Colorado Politics

SB 26-066 will make patient care harder, not safer | OPINION

By Kristen Youngdahl

As a pharmacist in Colorado, I am proud of the opportunity I have to work with patients consulting them on their specific medical situation and serving as a valuable partner to their overall health. As a trusted partner, I recognize every patient’s needs are uniquely their own. This is why I am concerned to see the Colorado state legislature considering legislation, SB 26-066, which creates severe restrictions for weight loss medications including GLP-1s, and sets a dangerous precedent for medications in general.   

Compounding is a critical part of meeting patient needs for the proper medications, helping address unique medical challenges when mass-produced medications do not work. Whether it’s allergies or intolerance to specific ingredients, compounding provides a critical lifeline. Across health care, pharmacists regularly work with prescribers to individualize medications when one-size-fits-all products do not work.

As members of the communities we serve, we know above all else safety is our top priority. That is why our team works so carefully with the patients, their doctors, local hospitals and other providers to ensure we operate at the highest standards.
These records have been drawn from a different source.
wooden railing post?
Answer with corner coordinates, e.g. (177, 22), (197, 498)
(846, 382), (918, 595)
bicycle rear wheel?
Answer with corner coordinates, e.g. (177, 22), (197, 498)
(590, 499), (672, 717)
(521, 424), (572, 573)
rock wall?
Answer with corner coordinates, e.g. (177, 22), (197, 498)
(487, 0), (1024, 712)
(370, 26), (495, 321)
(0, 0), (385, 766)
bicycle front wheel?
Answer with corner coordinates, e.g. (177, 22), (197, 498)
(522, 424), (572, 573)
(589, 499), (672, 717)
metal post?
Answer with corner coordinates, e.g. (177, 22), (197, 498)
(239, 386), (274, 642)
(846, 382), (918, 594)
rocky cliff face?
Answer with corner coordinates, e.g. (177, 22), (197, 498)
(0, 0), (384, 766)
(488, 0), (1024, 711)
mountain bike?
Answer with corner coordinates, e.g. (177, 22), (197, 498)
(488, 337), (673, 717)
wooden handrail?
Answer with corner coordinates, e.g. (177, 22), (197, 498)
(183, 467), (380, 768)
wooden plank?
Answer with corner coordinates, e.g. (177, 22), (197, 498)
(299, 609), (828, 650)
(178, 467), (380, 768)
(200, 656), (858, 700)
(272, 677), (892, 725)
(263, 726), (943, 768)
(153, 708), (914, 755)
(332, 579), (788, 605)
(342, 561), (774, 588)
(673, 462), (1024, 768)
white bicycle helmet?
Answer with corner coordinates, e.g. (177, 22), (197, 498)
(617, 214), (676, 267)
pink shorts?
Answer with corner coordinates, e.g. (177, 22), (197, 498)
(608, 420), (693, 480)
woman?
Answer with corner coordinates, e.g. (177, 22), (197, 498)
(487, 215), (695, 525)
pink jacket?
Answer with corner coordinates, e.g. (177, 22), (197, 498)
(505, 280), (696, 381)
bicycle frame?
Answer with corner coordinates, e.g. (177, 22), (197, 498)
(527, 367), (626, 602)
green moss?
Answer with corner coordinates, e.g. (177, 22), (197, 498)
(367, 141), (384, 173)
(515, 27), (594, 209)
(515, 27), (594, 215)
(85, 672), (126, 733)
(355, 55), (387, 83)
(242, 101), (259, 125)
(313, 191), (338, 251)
SB 26-066 constrains the medical judgment of a prescriber, in the name of safety. It claims to provide safety enhancements, but in reality it sets one-size-fits-all requirements for an industry created specifically to solve problems when one size does not fit all. The bill adds layers of reporting and requirements in the name of safety, but they are designed by big drug manufacturers to create more roadblocks to patient care. This is why SB 26-066, and any legislation like it that limits access to specific, necessary medications needs to be rejected.

Though this bill focuses on weight loss medications, its effect could be much further reaching. SB 26-066 contains technical requirements that are impossible to meet, creating barriers and restrictions that will hurt every corner of our medical community.

The most damaging part of the bill requires some ingredients used in a compounded medication come from a facility that has passed an FDA inspection within the last two years. On paper, this might look like a standard safety measure, but in the real world, it is a catch-22. The reality is the FDA does not guarantee an inspection cycle every two years. They often face significant backlogs and prioritize their limited resources based on their own internal schedules.

If this bill becomes law, perfectly safe, pharmaceutical-grade ingredients will effectively become illegal in Colorado by default because a federal agency’s schedule did not align with a state deadline. This will not just affect weight loss drugs. It will attack the entire infrastructure of medical compounding. Take drug shortages as an example. When an FDA-approved medication goes into shortage, the medical need for that drug does not pause. Patients do not get healthier while waiting. 

In those moments, physicians and pharmacists make patient-specific decisions to preserve continuity of care when the commercial supply chain fails. Compounding pharmacies support that care by preparing medications a prescriber has determined are medically appropriate for an individual patient. That is how compounding pharmacies became involved with therapies for weight loss management in the first place: to carry out physician-directed treatment when standardized options were unavailable. 

Proponents may suggest this is a narrow focus applying only to GLP-1s. What they are not telling you is they are creating precedents that take decisions away from patients, physicians and pharmacists and put them in the hands of global drug makers and government officials. They also claim the need for compounded medications for weight loss are no longer needed, because supply is now able to meet demand, but that too is unrealistic. Even after shortages are declared “resolved,” pharmacies continue to experience local disruptions. When patients are forced to stop and restart any therapy, the effects are real. In the case of weight loss medications, blood sugar control worsens. Weight rebounds. Long-term health suffers.

Compounding pharmacies help prevent those interruptions under existing federal law, state licensure and board oversight. When violations occur, regulators already have the authority to act. 

I urge Colorado legislators to oppose SB26-066 and preserve what’s in the best interest for the residents of Colorado. 

Dr. Kristen Youngdahl, PharmD, is chief operating officer of Colorado-based Belmar Pharma Solutions. Dr. Youngdahl has been a licensed compounding pharmacist in Colorado since 2015. As Belmar’s COO, she helps manage the 250 staff members working in Colorado.